Traversant les voiles des rideaux, une faible lueur éclairait librement son visage minuscule et avivait les reflets de la teinte sombre de ses cheveux. Je m’en étais allée la saluer lorsque notre attention fut soudainement attirée par un grincement des roues sur le gravier.

Ce n’était pas une petite affaire que de trouver, de si bon matin, où il n’y avait pas encore d’auto sur les routes, un bon véhicule à louer pour faire un long trajet. Mais Kristen y était arrivée ! Une petite voiture approchait de la maison, dans laquelle était assise une forme humaine habillée de gris et de bleu.

Kristen attendit sur les marches du perron que la voiture s'arrête. Dès que ce fut chose faite, elle s'élança à sa rencontre. Cette voiture, je l’avais regardée distraitement sans songer à celui qu’elle contenait ; mais, comme je l’avais remarqué par la suite, cette forme était celle du chauffeur : un homme bien portant, d’une santé un peu trop exubérante. Le vin et les viandes saignantes lui réussissaient trop bien. Si l'apparence permettait de deviner l'âge d'un homme, je lui aurais donné 50 à 60 ans.
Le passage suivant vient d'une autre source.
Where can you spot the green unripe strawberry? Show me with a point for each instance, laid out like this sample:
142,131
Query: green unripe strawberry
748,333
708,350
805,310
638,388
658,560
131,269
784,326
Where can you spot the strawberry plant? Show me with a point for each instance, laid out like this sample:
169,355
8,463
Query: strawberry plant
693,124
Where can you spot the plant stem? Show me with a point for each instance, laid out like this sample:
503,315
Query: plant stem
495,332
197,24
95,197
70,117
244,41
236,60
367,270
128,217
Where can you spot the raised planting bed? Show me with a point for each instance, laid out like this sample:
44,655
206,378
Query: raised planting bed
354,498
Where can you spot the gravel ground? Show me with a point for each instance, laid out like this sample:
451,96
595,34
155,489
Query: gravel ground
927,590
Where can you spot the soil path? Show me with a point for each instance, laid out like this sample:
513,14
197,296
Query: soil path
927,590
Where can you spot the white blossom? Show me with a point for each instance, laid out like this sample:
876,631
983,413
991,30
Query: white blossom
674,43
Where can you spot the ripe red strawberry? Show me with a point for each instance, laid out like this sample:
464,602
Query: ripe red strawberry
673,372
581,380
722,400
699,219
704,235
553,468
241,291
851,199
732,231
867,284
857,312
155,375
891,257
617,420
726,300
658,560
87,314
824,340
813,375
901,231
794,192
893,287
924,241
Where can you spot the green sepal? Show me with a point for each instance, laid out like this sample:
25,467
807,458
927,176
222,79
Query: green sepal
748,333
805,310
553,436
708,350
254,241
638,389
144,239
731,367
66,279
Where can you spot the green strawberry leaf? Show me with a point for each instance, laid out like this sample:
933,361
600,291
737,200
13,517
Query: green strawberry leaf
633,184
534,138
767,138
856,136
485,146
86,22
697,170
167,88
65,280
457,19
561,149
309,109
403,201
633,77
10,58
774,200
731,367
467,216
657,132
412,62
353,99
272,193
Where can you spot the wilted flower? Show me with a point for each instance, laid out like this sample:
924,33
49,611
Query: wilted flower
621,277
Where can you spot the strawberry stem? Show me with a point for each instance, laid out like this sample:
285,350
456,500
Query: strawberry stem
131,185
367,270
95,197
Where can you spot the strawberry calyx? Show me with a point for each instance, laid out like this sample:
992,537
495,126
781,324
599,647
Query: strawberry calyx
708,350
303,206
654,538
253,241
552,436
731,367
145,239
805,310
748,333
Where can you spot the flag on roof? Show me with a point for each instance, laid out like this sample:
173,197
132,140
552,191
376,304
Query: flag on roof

Nous descendîmes d’abord les malles et valises, allions et venions, il fallait ensuite marchander le chauffeur qui désirait nous voir partir au plus tôt. L’agitation du départ régnait dans la maison et les instants étaient absorbés par de vulgaires détails. Tout cela se faisait très vite ; mais après un temps qui, il faut l’avouer, fut activement employé par tout le monde, nous mîmes finalement nos dernières affaires dans le coffre.

Je pris place sur la banquette arrière et Kristen s’assit à la place du mort, juste à côté du chauffeur. De ses petites mains adroites, elle avait sorti de son fourre-tout un oreiller qu’elle posa sur sa nuque, s’enveloppa bien les pieds et s’installa minutieusement pour le voyage.
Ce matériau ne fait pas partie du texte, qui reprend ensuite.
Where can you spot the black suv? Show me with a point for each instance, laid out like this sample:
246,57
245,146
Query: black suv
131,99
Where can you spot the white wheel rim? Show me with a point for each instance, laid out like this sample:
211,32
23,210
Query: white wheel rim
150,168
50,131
Et, enfin, à cette heure où la dernière étoile se noyait et se fondait dans les flots de lumière rouge qui montaient de l’orient, ce ne fut sans un serrement de coeur, sans mélancolie, que je regardai notre ancienne demeure par la fenêtre lorsqu’on s’en éloigna en voiture.

De mon sac, j’avais pris un roman de Stephen King pour me distraire. Mon habitude de lire quotidiennement a toujours été un besoin, car je considère comme un devoir d’être au courant de tout ce qui paraît d’intéressant dans le monde littéraire ; et, cela, malgré les obligations professionnelles qui absorbent presque entièrement tout mon temps.
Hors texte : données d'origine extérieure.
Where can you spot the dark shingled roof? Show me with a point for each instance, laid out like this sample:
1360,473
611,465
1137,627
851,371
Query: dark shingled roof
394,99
Mais il m’était malheureusement impossible de lire ce roman en dépit de l’intérêt que je l’accordais. Une fois la voiture en mouvement, tout en voyant le paysage défiler, je considérais attentivement les alentours : les maisons se dessinant en vifs reliefs, les rares passants, les jardins avec leurs sillons des plantes qu’un léger souffle de vent agitait, chaque fenêtre... Espérant que je verrai peut-être cet homme que j’aurais dû appeler pour lui informer qu’il me fallait quitter la ville. Cet homme pour qui je ressentais maintenant une si grande affection sans pour autant vraiment le connaître.

Au moment où nous devions complètement quitter la ville, lorsque la voiture gravissait la colline dont l’autre versant devait faire en sorte que nous ne voyions plus rien de cette région où moi et Kristen avions passé de si bons moments, je m’étais dit que ce serait mieux de voir ce lieu pour la dernière fois. Je m’étais donc retournée pour donner un dernier adieu.

La ville, où les réverbères scintillaient comme des rubis, semblait de loin noyée dans un brouillard épais, au-dessus duquel ne s’élevait, se détachant du ciel avec une netteté singulière, qu’une vieille tour qui me paraissait d’autant plus haute et d’autant plus formidable qu’elle était isolée.

C’était la tour d’une cathédrale, une bâtisse du dix-huitième siècle, sombre et sévère, à laquelle, extérieurement du moins, la succession d'années n’avait rien ôté de sa formidable architecture.

Certes, il n’y avait pas bien là de quoi distraire l’imagination la moins préoccupée ; mais, soudainement, comme par un effet fantastique, mes yeux devinrent fixes et tout le panorama s’effaça peu à peu dans la vacuité de mon regard.